Thankfully, Andrew at GitHub has decided to reinstate my profile. Whew. :-) So that link mentioned above is now working for others who are interested in Facebook-scale licensing issue and React vs. Mithril. It was obviously disconcerting to see years of work disappear in terms of telling people to go to some place to get code or talk about it. That experience is something to reflect further on for everyone — how easy it is for a big centralized service you’ve become dependent on to suddenly cut you off or disappear (whether it folds for business reasons or for legal reasons like patents, or whether it cuts you off because of something you said that a spam-detecting robot did not like). Decentralization is one reason I like WordPress so much over, say, Facebook or Google+. Even when hosting at WordPress.com, you can move the site to other hosting and it will look pretty much the same (well, with some needed plugins perhaps). WordPress.com will even help you do that (for a fee). You can’t do that with Facebook, Google+, or even GitHub.

For example, months ago I asked GitHub why I could not get copies of issues or posts that I had made emailed to me as notifications as I created them. They did not have much of an answer for me. Their position seems to be that the current system only “notifies” you about changes you did not make (because any change you made you already know about, so their is no point in “notifying” you about it). Which conveniently contributes to vendor lock in as well, since it is not easily possible to have a full record of a GitHub project maintained as changes are made — unlike, say, WordPress where you can be asked to be emailed about all changes to a site. (Although it is true you can manually download web pages from GitHub with issues.) I did choose to use GitHub issues for one project, but I can wonder if that will ultimately turn out to be a mistake, as like above, when the whole thing just disappears and I don’t have a complete record of all issues? As Mr. Rogers sings: “What do you do with the mad that you feel?” That is true even when you feel mad with yourself about some dumb decision you made out of convenience without enough forethought… :-)
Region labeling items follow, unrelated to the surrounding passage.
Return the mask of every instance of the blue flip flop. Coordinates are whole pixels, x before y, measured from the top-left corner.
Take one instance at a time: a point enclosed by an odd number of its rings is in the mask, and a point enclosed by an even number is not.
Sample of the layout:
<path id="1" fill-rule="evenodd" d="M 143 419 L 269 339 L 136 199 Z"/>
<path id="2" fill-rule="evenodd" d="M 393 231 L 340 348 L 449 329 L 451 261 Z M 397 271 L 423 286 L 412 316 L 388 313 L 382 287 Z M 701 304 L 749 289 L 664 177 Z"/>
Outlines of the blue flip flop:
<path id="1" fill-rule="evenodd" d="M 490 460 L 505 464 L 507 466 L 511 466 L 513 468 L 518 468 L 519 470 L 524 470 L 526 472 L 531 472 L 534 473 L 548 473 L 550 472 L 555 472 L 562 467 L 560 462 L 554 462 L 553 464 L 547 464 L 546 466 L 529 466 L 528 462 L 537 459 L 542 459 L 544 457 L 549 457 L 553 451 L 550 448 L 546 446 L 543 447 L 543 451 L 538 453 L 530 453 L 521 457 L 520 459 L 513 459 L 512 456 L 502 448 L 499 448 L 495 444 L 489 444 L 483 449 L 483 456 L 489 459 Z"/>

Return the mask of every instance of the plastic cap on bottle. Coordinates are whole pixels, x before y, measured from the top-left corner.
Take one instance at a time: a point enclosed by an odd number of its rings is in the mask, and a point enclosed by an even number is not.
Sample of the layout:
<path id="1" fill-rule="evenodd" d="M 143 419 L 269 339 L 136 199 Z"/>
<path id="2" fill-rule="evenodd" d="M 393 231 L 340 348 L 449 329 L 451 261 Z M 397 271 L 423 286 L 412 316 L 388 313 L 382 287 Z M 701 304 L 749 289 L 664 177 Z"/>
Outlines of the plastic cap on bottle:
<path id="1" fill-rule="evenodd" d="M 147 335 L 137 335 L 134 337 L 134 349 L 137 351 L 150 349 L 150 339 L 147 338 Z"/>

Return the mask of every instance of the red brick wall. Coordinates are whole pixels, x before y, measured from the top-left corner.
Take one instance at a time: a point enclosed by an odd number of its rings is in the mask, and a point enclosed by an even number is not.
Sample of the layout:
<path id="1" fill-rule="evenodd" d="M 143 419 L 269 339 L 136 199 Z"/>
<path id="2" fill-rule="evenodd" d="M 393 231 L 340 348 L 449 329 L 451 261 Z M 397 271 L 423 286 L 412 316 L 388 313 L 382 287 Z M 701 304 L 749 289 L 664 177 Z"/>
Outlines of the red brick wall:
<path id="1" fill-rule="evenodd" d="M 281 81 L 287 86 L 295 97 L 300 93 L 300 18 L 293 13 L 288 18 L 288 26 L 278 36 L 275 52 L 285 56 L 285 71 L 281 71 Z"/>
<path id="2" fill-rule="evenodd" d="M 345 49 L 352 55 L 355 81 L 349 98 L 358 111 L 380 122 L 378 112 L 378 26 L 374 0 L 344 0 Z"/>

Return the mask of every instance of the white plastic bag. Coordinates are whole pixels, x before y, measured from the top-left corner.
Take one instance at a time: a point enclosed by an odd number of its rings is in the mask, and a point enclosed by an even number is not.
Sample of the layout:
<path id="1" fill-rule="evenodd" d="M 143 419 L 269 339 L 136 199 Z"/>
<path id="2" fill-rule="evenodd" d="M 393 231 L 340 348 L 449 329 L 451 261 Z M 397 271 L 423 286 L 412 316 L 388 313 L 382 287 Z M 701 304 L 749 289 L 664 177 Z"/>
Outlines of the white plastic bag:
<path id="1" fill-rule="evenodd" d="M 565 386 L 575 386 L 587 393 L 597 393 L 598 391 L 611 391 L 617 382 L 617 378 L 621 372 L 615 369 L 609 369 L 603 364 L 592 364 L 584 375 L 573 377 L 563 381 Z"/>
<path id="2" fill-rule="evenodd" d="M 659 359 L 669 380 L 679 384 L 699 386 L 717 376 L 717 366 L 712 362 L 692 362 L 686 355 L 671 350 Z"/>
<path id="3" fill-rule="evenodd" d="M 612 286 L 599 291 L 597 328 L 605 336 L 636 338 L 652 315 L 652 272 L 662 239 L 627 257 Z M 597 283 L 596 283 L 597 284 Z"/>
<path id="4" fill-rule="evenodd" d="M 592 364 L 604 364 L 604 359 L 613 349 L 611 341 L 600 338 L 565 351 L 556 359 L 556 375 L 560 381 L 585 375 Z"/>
To link this back to the Calypso project, imagine something like GitHub but running as decentralized social semantic desktop software under Calypso where you could easily move the entire project from one hosting provide to another, issues and all. :-) And maybe with just a little Domain Name System (DNS) magic similar to moving web hosting providers. To me, that is the ultimate potential of something like Calypso when considered broadly — to make all sorts of sophisticated collaborative software easier to write and maintain.